Vida louca vida, vida breve, já que eu não posso te levar, quero que você me leve”, cantou o genial Cazuza, em 1987, provavelmente antevendo que a morte o levaria muito cedo, em 7 de julho de 1990, no auge dos 32 anos. A sensação que Cazuza teve naquela época se assemelha a uma percepção quase generalizada
nos dias atuais. Entre o amanhecer e o anoitecer de cada dia, fica o sentimento de que o tempo vai escapando do nosso controle minuto a minuto. A vida moderna passa depressa, comprimida por uma agenda lotada com múltiplos compromissos. Há seis meses, estavam na agenda as eleições, a Copa do Mundo, o Natal e o Ano Novo.
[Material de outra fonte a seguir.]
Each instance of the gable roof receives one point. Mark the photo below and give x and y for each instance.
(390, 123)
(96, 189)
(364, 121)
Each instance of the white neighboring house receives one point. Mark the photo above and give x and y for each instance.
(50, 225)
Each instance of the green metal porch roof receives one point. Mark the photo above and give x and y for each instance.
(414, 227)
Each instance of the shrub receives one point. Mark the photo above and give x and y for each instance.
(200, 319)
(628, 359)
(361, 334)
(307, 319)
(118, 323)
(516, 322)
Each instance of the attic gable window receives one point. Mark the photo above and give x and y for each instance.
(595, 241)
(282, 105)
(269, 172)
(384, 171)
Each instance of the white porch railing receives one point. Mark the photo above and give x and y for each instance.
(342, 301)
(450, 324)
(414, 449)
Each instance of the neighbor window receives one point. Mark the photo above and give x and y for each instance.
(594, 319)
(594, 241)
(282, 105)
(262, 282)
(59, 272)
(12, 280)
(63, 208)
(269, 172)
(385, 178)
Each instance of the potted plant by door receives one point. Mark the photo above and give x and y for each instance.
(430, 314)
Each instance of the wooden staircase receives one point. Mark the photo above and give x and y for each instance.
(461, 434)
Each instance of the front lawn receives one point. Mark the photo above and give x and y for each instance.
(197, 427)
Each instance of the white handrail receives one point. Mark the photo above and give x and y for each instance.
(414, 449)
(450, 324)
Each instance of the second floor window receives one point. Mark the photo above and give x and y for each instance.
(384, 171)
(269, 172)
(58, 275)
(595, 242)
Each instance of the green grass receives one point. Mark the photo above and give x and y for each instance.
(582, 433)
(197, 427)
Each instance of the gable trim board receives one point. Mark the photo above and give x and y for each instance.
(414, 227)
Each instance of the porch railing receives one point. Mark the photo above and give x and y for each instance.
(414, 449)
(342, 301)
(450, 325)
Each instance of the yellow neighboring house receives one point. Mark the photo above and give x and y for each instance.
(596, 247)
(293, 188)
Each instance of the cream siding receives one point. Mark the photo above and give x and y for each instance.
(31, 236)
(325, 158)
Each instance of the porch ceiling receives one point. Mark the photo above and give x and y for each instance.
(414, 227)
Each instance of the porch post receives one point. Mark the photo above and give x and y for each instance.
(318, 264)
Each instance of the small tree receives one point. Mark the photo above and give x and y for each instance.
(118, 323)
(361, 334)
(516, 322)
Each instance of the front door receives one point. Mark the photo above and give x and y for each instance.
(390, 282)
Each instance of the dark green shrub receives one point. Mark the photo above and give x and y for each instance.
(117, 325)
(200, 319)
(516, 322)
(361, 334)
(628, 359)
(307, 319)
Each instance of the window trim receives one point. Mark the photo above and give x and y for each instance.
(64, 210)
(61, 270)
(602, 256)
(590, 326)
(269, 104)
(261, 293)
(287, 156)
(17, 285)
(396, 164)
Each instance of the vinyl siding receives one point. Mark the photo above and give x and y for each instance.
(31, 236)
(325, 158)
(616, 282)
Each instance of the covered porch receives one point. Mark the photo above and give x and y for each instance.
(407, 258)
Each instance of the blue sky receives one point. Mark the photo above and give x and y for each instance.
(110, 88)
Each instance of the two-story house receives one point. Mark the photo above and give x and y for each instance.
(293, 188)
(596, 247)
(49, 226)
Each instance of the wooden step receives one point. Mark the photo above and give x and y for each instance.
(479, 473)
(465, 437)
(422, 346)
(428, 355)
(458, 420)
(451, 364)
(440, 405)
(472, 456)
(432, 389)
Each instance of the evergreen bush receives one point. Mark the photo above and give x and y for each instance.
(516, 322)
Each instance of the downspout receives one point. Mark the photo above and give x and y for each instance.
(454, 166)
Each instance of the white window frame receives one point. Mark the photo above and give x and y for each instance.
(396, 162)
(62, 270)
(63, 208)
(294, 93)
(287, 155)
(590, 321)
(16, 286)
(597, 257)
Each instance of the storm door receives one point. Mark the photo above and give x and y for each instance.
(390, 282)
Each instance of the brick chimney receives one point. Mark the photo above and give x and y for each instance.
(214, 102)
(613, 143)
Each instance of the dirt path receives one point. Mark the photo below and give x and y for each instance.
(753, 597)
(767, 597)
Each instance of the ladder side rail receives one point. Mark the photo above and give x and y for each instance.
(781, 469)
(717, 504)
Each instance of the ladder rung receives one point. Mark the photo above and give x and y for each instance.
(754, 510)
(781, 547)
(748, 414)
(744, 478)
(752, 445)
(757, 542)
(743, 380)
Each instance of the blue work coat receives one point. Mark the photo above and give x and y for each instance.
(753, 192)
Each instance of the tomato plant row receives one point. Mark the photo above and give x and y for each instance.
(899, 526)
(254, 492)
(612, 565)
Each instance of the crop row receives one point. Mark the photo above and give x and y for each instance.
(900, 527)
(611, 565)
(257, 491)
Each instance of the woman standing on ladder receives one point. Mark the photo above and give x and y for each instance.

Todos esses eventos, referência bem visíveis de tempo, já fazem parte do passado. Logo, logo o Carnaval também vai passar.

 

Assim, à medida que o tempo avança, os anos entram e saem pulverizando as lembranças da infância, da juventude, dos anos da faculdade e das experiências profissionais. Difícil encontrar um adulto que não lamente a pressa avassaladora da passagem do tempo. Eis que no meio da imensa bibliografia filosófica surge um pensador que desafia essa lógica tão comum hoje em dia, afirmando, categoricamente, que a vida não é curta demais, as pessoas é que não sabem aproveitar o longo período de tempo que está a sua inteira disposição. Lúcio Sêneca foi um filósofo romano influente, conhecido pelas obras de caráter moral. Aconselhou os imperadores Tibério, Calígula, Cláudio e Nero, na época em que Jesus Cristo teve uma curta passagem pela terra. Uma das obras de maior alcance foram os diálogos sobre a brevidade da vida em que aborda os maus hábitos que impedem o ser humano de aproveitar o tempo com sabedoria. “Não é que tenhamos um curto espaço de tempo para viver, mas o desperdiçamos demais. A vida é longa o bastante e foi concebida em medida suficientemente generosa para permitir a realização de coisas maiores, se o tempo for bem investido. Mas quando é desperdiçado no luxo e no descuido, quando não é dedicado a bons fins, finalmente forçados pela necessidade última, percebemos que ele passou antes de sabermos que estava passando”, observou o pensador.

 

Muitas vezes, o pensamento filosófico se apresenta como algo muito abstrato, de difícil compreensão, mas as ideias de Sêneca são simples, objetivas, diretas e possíveis de serem postas em prática. “A vida não é curta, e sim mal aproveitada, o tempo não deve ser desperdiçado com vícios e inércia. Quem não possui objetivo fixo vive ao sabor das marés”. Algum dos conselhos do filósofo são incisivos para provocar uma reflexão. “Por que defendes o teu patrimônio, mas entregas com facilidade o teu tempo?” Outras recomendações dialogam com quem está próximo. “Será que buscas o outro só para fugir de ti mesmo?” ou ainda “quem te deu algum momento de atenção é melhor que tu, que nunca dás esta mesma atenção a ti mesmo”.

 

Muitas pessoas adiam para o futuro as realizações que podem satisfazer a sua natureza humana, sem ter a mínima certeza de que poderão chegar a esse dia com saúde, energia e a lucidez necessária para aproveitar esse tempo. Chamando a atenção para a brevidade da existência, Sêneca lembra que “a vida seguirá o caminho que começou e não reverterá, nem interromperá seu curso. Não fará barulho, não o lembrará da sua rapidez. Silenciosa, ela deslizará... Assim como foi iniciada, irá correr. Em nenhum lugar se desviará, em nenhuma parte irá se demorar. E qual será o resultado? Você está ocupado, e a vida se apressa”.